“In his attempts today to cast doubt on Government plans to phase out the Universal Social Charge, Micheál Martin reveals the desire of Fianna Fáil to cling to what was an unfair approach to taxation,” says Fine Gael Kildare South TD, Martin Heydon.
“Fianna Fáil introduced the USC as an emergency taxation measure after they presided over the destruction of our economy. The comments of Micheál Martin today suggest they are still clinging desperately to this unfair tax, despite the fact that the economy is now recovering under the stewardship of Fine Gael.
“The first thing Fine Gael did on coming into office was to try redress the balance of fairness in how the recession had impacted on people.
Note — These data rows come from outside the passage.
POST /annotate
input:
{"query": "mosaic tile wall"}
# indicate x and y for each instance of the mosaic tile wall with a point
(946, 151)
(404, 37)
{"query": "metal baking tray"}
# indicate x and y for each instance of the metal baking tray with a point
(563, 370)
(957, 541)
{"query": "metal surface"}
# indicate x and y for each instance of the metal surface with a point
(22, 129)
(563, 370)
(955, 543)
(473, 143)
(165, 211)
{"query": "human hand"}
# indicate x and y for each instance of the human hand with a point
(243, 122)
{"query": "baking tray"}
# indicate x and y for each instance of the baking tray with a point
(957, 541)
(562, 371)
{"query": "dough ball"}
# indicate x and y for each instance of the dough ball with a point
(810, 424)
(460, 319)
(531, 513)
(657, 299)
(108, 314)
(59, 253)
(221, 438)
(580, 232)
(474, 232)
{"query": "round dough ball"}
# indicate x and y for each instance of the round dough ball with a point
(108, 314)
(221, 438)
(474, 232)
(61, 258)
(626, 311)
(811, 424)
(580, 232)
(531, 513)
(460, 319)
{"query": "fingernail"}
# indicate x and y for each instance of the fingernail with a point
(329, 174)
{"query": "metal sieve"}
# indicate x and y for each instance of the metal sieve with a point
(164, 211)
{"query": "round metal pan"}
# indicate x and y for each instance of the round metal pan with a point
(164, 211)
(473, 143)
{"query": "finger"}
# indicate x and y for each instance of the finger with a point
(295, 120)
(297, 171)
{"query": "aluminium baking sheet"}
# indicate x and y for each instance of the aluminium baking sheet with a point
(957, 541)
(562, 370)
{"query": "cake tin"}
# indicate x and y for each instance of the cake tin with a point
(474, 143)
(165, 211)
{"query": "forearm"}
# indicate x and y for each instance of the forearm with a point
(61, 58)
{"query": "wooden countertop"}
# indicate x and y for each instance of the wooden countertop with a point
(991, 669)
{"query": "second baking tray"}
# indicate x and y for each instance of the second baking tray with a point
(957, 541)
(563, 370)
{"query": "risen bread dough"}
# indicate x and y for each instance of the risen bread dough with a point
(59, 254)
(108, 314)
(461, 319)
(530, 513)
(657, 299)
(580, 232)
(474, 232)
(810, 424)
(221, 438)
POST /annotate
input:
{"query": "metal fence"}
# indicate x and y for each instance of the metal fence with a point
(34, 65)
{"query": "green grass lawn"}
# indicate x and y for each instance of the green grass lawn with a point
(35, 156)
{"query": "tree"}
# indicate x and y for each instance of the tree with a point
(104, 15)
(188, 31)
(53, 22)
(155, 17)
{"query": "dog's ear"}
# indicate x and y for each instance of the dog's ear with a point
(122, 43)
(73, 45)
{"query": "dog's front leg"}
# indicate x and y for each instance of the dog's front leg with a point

A starting point for us was dealing with this Fianna Fáil tax. We began by taking the lowest paid people out of the USC net, and since then, 450,000 low and middle earners have been exempted from USC as a result of this Government’s fair approach.
“Furthermore, Fine Gael’s record shows that we have always sought to prioritise lower earners. As well as removing low earners from the USC net when we entered office in 2011, we also restored the minimum wage back to what it was before it was cut by Fianna Fáil. In the recent Budget, Fianna Fáil wanted to limit the €5 increase to OAPs, whereas we managed to find a way to include other deserving groups such as carers, widows, lone parents and people with disabilities.
“We have never suggested the immediate abolition of the USC; that would be irresponsible and would hamper our plans to ensure the provision of better public services for people and communities all around Ireland, now that the economy is recovering. The Programme for Government commits the Partnership Government to the continued phasing out of the USC in a sustainable way and outlines a number of tax reforms to help fund this policy.
“The hypocrisy of Fianna Fáil knows no bounds here. They want to ride both horses as usual. While criticising Government plans to take low and middle earners out of USC, they neglect to mention that they actually wanted more tax cuts that Fine Gael did prior to the last election. Their manifesto contained €2.92 billion worth of tax cuts, while the tax package in Fine Gael’s manifesto amounted to €2.46 billion.
“Fine Gael’s vision is that a job is the best way out of poverty and so our approach to taxation has always struck that balance between achieving fairness and protecting jobs. Only an economy supporting people at work can pay for the services needed to create a fair society. Through the Government’s Action Plan for Jobs, unemployment has fallen to 7.7% from a high of 15.2% in 2011. We are determined to use the recovering economy to ensure that people and communities all over Ireland can benefit from better public services and live decent and fulfilling lives.”